Hello,
I need to confirm this with the product team, however the process may need
a long time.
Thank you. Hopefuly, the bug is easy to omitting in a code, but under condition that
programmer know about it. Usually nobody assumes that compiler incorectly calculates
a value of literals. When pi == 3 and exp(1) == 2 results can be strange and nobody
knows why.
I'd like to inform that there are other strange behaviours (if not bugs) of the
compiler concerning character sets. I will describe CL 14.0 (from VS 2005 SP1). I'm
using English version of VS - not Asian ones. To illustrate the problems I've
attached two files. If they are deleted from my post then I will place their
description:
=== BEGIN OF test-ansi.c ===
#pragma setlocale(".932")
#define MSG_SPACE "Some Japanese DBCS text\n" \
"containing backslash\n" \
"as the trailing character"
main()
{
char *s = MSG_SPACE;
}
=== END OF test-ansi.c ===
=== BEGIN OF test-uni.c ===
The same as above test-ansi.c file, but encoded as UTF-16
=== END OF test-uni.c ===
My system codepage is 1250.
I will refer to the ISO C (9899:1999) which is the same as the ISO C++ in the
following case.
Compiling ,,test-ansi.c'' gives following warning:
test-ansi.c(9) : warning C4129: '' : unrecognized character escape sequence
According to ISO C ,,5.2.1.2 Multibyte characters'': <<While in the initial shift
state, all single-byte characters retain their usual interpretation and do not alter
the shift state. The interpretation for subsequent bytes in the sequence is a
function of the current shift state.>>
In ISO C ,,5.1.1.2 Translation phases'' states that conversion of escape sequences
occurs after preprocessing directives are executed. So preprocessor should know that
the string is in 932 DBCS and the backslash is a trailing char - not a leading one.

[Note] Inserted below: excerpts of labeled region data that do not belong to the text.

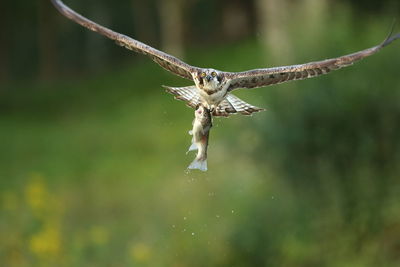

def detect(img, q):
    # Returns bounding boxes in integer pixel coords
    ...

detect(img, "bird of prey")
[51,0,400,117]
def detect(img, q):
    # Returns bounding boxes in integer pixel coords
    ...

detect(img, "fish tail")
[188,158,207,172]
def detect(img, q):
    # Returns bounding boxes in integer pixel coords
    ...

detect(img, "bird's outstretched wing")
[213,94,264,117]
[163,85,201,109]
[225,28,400,91]
[51,0,198,80]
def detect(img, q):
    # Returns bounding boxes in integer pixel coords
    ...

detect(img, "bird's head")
[194,69,222,90]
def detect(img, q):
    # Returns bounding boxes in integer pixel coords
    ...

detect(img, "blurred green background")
[0,0,400,267]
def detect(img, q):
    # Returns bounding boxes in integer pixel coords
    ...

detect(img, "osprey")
[51,0,400,117]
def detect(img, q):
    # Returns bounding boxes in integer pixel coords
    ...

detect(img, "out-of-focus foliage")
[0,1,400,266]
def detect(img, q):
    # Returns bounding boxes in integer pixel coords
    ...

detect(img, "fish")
[186,104,212,172]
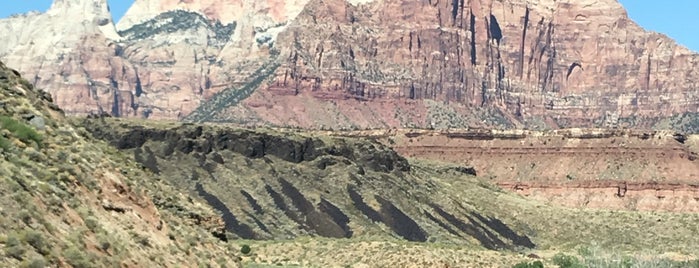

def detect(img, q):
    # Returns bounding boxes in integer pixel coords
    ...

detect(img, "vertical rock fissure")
[469,10,476,66]
[519,7,529,79]
[451,0,459,26]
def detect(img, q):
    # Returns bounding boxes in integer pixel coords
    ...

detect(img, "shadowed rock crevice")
[347,186,427,242]
[85,124,410,173]
[265,185,303,225]
[425,211,462,237]
[134,146,160,174]
[240,190,264,214]
[196,183,258,239]
[347,186,381,222]
[318,198,352,238]
[279,178,352,238]
[488,14,502,45]
[431,204,536,250]
[432,204,507,249]
[374,196,427,242]
[471,212,536,248]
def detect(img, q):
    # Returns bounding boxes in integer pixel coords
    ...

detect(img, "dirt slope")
[0,60,238,267]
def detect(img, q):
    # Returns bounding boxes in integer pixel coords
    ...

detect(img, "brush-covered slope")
[0,60,243,267]
[82,118,699,267]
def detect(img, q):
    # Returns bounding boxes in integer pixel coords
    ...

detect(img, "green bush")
[23,230,49,255]
[0,116,43,149]
[0,136,12,152]
[553,253,585,268]
[63,246,93,268]
[240,245,251,255]
[19,255,48,268]
[513,261,544,268]
[5,234,26,260]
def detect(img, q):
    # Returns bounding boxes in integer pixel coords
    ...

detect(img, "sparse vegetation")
[240,244,251,255]
[0,116,43,150]
[513,261,544,268]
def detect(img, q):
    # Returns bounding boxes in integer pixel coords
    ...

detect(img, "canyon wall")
[0,0,699,131]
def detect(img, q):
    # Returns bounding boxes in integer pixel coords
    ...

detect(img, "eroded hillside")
[0,63,239,267]
[80,118,699,267]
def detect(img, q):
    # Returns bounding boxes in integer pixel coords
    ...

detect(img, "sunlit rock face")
[0,0,699,130]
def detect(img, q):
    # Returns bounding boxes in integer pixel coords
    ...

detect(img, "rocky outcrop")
[0,0,699,131]
[238,0,699,127]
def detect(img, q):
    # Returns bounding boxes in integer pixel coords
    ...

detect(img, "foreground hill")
[0,63,240,267]
[79,118,699,267]
[0,0,699,131]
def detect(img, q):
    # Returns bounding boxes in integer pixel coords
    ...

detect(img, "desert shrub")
[513,261,544,268]
[0,116,43,147]
[0,136,12,152]
[240,245,252,255]
[63,246,93,268]
[553,253,585,268]
[20,254,48,268]
[5,234,25,260]
[24,230,49,255]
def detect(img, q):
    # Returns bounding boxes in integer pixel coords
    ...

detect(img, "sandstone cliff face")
[0,0,129,117]
[234,0,699,127]
[0,0,699,130]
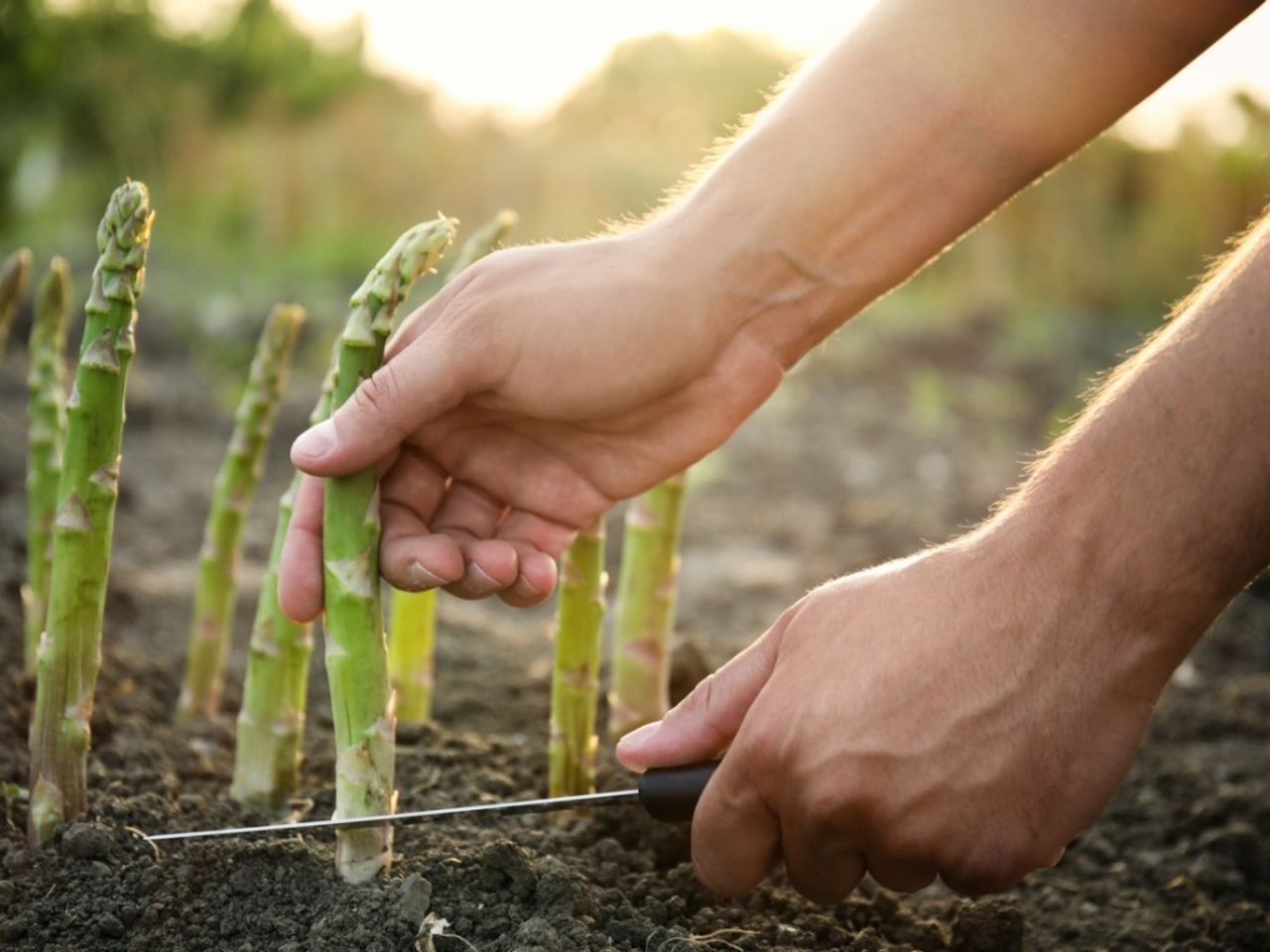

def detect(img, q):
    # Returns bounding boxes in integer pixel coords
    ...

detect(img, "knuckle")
[940,835,1036,896]
[799,784,852,837]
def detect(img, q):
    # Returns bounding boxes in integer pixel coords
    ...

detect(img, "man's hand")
[278,226,784,620]
[617,532,1167,902]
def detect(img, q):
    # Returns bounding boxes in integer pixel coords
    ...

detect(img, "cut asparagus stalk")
[28,181,154,842]
[230,340,339,810]
[177,304,305,721]
[548,517,606,797]
[322,218,454,883]
[389,208,518,724]
[22,258,71,671]
[608,473,685,740]
[0,248,32,354]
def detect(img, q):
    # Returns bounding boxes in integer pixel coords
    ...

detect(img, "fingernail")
[467,562,502,591]
[512,575,543,598]
[617,721,662,754]
[405,561,444,591]
[291,420,335,459]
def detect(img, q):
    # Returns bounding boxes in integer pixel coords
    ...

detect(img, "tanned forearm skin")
[671,0,1253,363]
[281,0,1251,617]
[280,0,1270,901]
[617,206,1270,901]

Adding the second backslash produce desired results. Fortunately CL 14.0 handles
UTF-16 files. However compiling ,,test-uni.c'' gives many of the following warning:
test-uni.c(9) : warning C4566: character represented by universal-character-name
'\u7A7A' cannot be represented in the current code page (1250)
which gives "??????????" string - not a 932 DBCS one.
As above, according to the ,,5.1.1.2 Translation phases'', <<5. Each source character
set member and escape sequence in character constants and string literals is
converted to the corresponding member of the execution character set; if there is no
corresponding member, it is converted to an implementation defined member other than
the null (wide) character.>>, which occurs _after_ preprocessing directives are
executed (phase 4.), so preprocessor should know that it should convert unicode
string to DBCS codepage 932 and not to SBCS 1250 codepage (which is my system
codepage).
-- best regards
Cezary Noweta